We both worked and my wife has bounced from corporate job to entrepreneur so often her resume cannot be read in one sitting.
I’ve broken Mustangs, worked on an oil rig in Prudhoe Bay and make up careers at social gatherings. (My corporate job was so boring it’s one thing I don’t remember.)
We’ve traveled and there are still some countries I’m allowed to return to. We’ve made some smart investments, more stupid ones (what do you mean, this stock no longer exists!!), and won a car on a game show.
Oh, yes, and we’ve also had two kids. (And neither looks like me which, I’ve been told ad nauseam, is a very good thing.)
And as maudlin as it sounds, being a mother has always been my wife’s top priority. (I opted to be the annoying dad since I’ve never been too crazy about lactating.)

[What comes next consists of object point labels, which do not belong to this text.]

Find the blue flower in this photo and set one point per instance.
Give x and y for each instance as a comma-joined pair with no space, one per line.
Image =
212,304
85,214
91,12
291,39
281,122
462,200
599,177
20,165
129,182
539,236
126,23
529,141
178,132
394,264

But I’m still an attentive Shar-Pei.
Well, at least I thought I was.
So when we walked into our house last weekend and someone yelled, Surprise! I could only yell back, How did you get in our house? (I’m also paranoid and was certain I’d left the garage door up.)
And how did I not know my daughter and two dozen of June’s friends, and one of my acquaintances, were planning this surprise anniversary party for weeks? How could I be so unaware even though our memorable date had passed weeks earlier?
OK, it was quite the bacchanalia and we all laughed and laughed, and they all couldn’t understand how she could still be with me after so many years. (I did say they were her friends. Though it is a bit sad my own parents feel the same way.)
And so I was caught unaware, and after 35 years with this woman it’s obvious I’m not so observant after all.
But I am pretty sure she’s the best friend I have.
And I think, just maybe, I can put that into perspective.